„Hastings TG 503“ bekommt Nano-Beschichtung
Nun kann die Restaurierung des Luftbrückenflugzeugs im AlliiertenMuseum beginnen. Die Arbeiten an der „Hastings TG 503“, die wegen „Vogelalarms“ im Mai aufgeschoben wurden, sollen sechs Wochen dauern.
Damals hatten sich Haussperlinge und Bachstelzen an mehreren Stellen im Rosinenbomber Nistplätze eingerichtet und dort gebrütet. Sie sind nun ausgeflogen. Davon hat sich in der vergangenen Woche ein Ornithologe überzeugt. Ab der kommenden Woche wird die „Hastings TG 503“, eines der beliebtesten Exponate des Museums, eingerüstet und mit einer schützenden Nano-Beschichtung versehen. Der französische Restaurantwaggon, das Kontrollhäuschen vom Checkpoint Charlie und die Bronzeskulptur zum Fall der Berliner Mauer sind bereits in den vergangenen Monaten neu beschichtet worden.

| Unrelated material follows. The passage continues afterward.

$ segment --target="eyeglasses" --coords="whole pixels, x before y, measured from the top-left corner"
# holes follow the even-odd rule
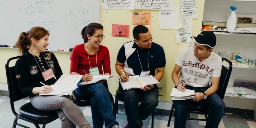
[[[103,39],[104,39],[104,38],[105,37],[105,36],[104,36],[104,35],[102,35],[101,36],[100,36],[100,35],[98,35],[98,36],[95,36],[92,35],[92,36],[94,36],[94,37],[96,37],[96,38],[97,38],[98,39],[99,39],[99,40],[100,39],[100,38],[102,39],[103,40]]]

„Unsere Großobjekte sind wertvolle Zeugnisse des Kalten Krieges“, erklärt Uta Birkemeyer, wissenschaftliche Mitarbeiterin im AlliiertenMuseum. „Die Nano- Beschichtung ist notwendig, um die Objekte für die Zukunft zu erhalten, da sie auf dem Freigelände ständig Wind und Wetter ausgesetzt sind.“ Die spezielle Versiegelung schützt vor Korrosionsschäden und hat zudem einen Selbstreinigungseffekt zur Folge, so dass auf kostspielige Reinigungsmaßnahmen in Zukunft verzichtet werden kann.

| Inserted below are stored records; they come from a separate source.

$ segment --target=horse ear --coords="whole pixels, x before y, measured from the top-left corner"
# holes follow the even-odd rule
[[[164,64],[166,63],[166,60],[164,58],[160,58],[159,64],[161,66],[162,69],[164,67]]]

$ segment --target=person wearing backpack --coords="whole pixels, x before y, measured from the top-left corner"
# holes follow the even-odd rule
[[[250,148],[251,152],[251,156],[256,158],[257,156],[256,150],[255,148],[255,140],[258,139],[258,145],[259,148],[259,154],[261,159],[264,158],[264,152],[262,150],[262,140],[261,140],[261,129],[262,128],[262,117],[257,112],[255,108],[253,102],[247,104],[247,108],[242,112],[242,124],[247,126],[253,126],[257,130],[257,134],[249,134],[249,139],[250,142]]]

Die Arbeiten am Luftbrückenflugzeug werden – gute Witterungsbedingungen vorausgesetzt – rund sechs Wochen in Anspruch nehmen.

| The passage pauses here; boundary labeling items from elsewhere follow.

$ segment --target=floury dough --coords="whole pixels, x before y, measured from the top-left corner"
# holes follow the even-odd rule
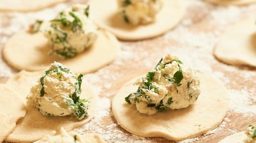
[[[0,142],[11,133],[16,126],[16,122],[26,114],[19,93],[9,87],[0,84]]]
[[[227,136],[218,143],[243,143],[243,140],[246,138],[247,136],[245,132],[241,132]]]
[[[0,0],[0,11],[35,11],[67,0]]]
[[[157,15],[155,22],[148,24],[134,26],[126,23],[118,11],[115,0],[91,1],[90,14],[96,23],[113,33],[119,39],[139,40],[150,38],[174,27],[185,14],[183,0],[163,1],[163,7]]]
[[[30,72],[23,71],[11,78],[7,82],[7,85],[16,89],[20,93],[21,97],[24,99],[29,92],[32,83],[36,83],[42,75],[42,73]],[[23,79],[27,79],[23,80]],[[22,85],[22,88],[19,87]],[[22,89],[24,88],[26,89]],[[42,138],[45,135],[50,134],[53,131],[59,133],[60,129],[64,127],[68,131],[82,125],[89,121],[93,117],[97,106],[97,96],[92,87],[84,81],[81,86],[81,99],[90,99],[88,111],[89,116],[78,120],[75,116],[50,117],[43,115],[35,107],[26,106],[27,114],[17,122],[16,127],[5,140],[14,142],[31,142]]]
[[[60,59],[49,55],[51,48],[41,32],[32,34],[21,31],[9,39],[3,49],[3,57],[11,66],[21,70],[44,70],[55,61],[75,74],[90,72],[112,62],[120,46],[113,34],[103,30],[98,33],[95,43],[84,51],[73,58]]]
[[[215,57],[230,65],[256,67],[255,22],[251,18],[228,27],[213,50]]]
[[[214,4],[220,5],[242,6],[256,3],[256,0],[204,0]]]
[[[222,83],[198,74],[201,94],[193,104],[183,109],[167,110],[153,115],[140,113],[124,98],[137,90],[129,82],[114,97],[112,111],[117,123],[133,134],[144,137],[162,137],[180,140],[206,133],[216,127],[229,109],[229,95]]]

An diesem Sonntag, 26. August 2012, wird das Flugzeug daher zum letzten Mal vor der Winterpause für Besucher geöffnet sein. Zwischen 11 und 17 Uhr öffnen sich dann jeweils zur vollen Stunde die Türen der „Hastings“. Im
Inneren der Maschine werden historische Filmausschnitte zur Geschichte der Berliner Luftbrücke gezeigt. Tickets zum Preis von einem Euro können zuvor beim Wachpersonal in der Cafeteria erworben werden.